This is a modified version of an article written by Matt Shipman, Research Lead in University Communications.
Professor Albert Keung and his colleagues have demonstrated that genes are capable of responding to coded information in light signals in predictable ways, as well as filtering out some signals entirely. The study shows how a single mechanism can trigger different behaviors from the same gene – and has applications in the biotechnology sector.
“The fundamental idea here is that you can encode information in the dynamics of a signal that a gene is receiving,” says Prof. Keung, corresponding author of a paper on the work. “So, rather than a signal simply being present or absent, the way in which the signal is being presented matters.”
For this study, the researchers modified a yeast cell so that it has a gene that produces fluorescent proteins when the cell is exposed to blue light.
Here’s how that works. A region of the gene called the promoter is responsible for controlling the gene’s activity. In the modified yeast cells, a specific protein is attached to the promoter region of the gene. When researchers shine blue light on that protein, it becomes capable of binding with a second protein. When the second protein binds to the first protein, the gene becomes active. And that’s easy to detect, since the activated gene produces proteins that glow in the dark.
The researchers then exposed these yeast cells to 119 different light patterns. Each light pattern differed in terms of the intensity of the light, how long each pulse of light was, and how frequently the pulses occurred. The researchers then mapped out the amount of fluorescent protein that the cells produced in response to each light pattern.
People talk about genes being turned on or off, but in this case it’s less like a light switch and more like a dimmer switch – a gene can be activated a little bit, a lot, or anywhere in between. If a given light pattern leads to the production of a lot of fluorescent protein, that means the light pattern made the gene very active. If the light pattern led to the production of just a small amount of fluorescent protein, that means the pattern only triggered mild activity of the gene.

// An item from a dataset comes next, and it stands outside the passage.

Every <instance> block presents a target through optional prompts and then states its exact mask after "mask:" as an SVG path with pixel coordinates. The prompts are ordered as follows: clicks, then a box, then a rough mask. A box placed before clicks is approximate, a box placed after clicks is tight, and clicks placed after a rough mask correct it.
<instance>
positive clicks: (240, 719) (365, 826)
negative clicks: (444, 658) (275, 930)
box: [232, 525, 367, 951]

“We found that different light patterns can produce very different outcomes in terms of gene activity,” says Jessica Lee, first author of the paper and a recent Ph.D. graduate from Prof. Keung’s research group. “The big surprise, to us, was that the output was not directly correlated to the input. Our expectation was that the stronger the signal, the more active the gene would be. But that wasn’t necessarily the case. One light pattern might make the gene significantly more active than another light pattern, even if both patterns were exposing the gene to the same amount of light.”

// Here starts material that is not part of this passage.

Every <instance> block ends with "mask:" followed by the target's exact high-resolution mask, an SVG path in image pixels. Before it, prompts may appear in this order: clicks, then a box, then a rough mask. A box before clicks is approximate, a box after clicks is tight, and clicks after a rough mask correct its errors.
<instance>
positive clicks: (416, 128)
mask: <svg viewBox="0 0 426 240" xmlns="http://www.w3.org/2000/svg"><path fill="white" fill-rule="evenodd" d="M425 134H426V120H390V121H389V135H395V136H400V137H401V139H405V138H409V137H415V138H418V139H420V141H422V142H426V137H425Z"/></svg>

The researchers found that all three light pattern variables – intensity of the light, frequency of the light pulses, and how long each pulse lasted – could influence gene activity, but found that controlling the frequency of light pulses gave them the most precise control over gene activity.
“We also used the experimental data to develop a computational model that helped us better understand why different patterns produce different levels of gene activity,” says Leandra Caywood, co-author of the paper and a current Ph.D. student in the Keung Research Group.
“For example, we found that when you spread rapid pulses of light far enough apart, you get more gene activity than you would expect from the amount of light being applied,” Caywood says. “Using the model, we were able to determine that this is happening because the proteins can’t separate and come back together quickly enough to respond to every pulse when they are bunched up. Basically, the proteins don’t have time to fully separate from each other between pulses, so are spending more time connected – meaning that the gene is spending more time activated even when the light is off. Understanding these sorts of dynamics is very useful for helping us figure out how to better control gene activity using these signals.”
“Our finding is relevant for cells that respond to light, such as those found in leaves,” Keung says. “But it also tells us that genes are responsive to signal patterns, which could be delivered by mechanisms other than light, such as a chemical signal.”
The researchers say this work enables future studies that advance our understanding of the dynamics of cell behavior and gene expression.
In the nearer term, the researchers say there are practical applications for the work in the pharmaceutical and biotech sectors.
“In biomanufacturing, you often want to manage both the growth of cells and the rate at which those cells are producing specific proteins,” Lee says. “Our work here can help manufacturers fine-tune and control both of those variables.”
The paper, “Mapping the Dynamic Transfer Functions of Eukaryotic Gene Regulation,” is published in the journal Cell Systems. The paper was co-authored by Jennifer Lo and Nicholas Levering, who were both undergraduates at NC State when the work was done.
The work was done with support from the National Science Foundation, under Emerging Frontiers in Research and Innovation grant 1830910; and from the National Institutes of Health, under grant 5T32GM133366.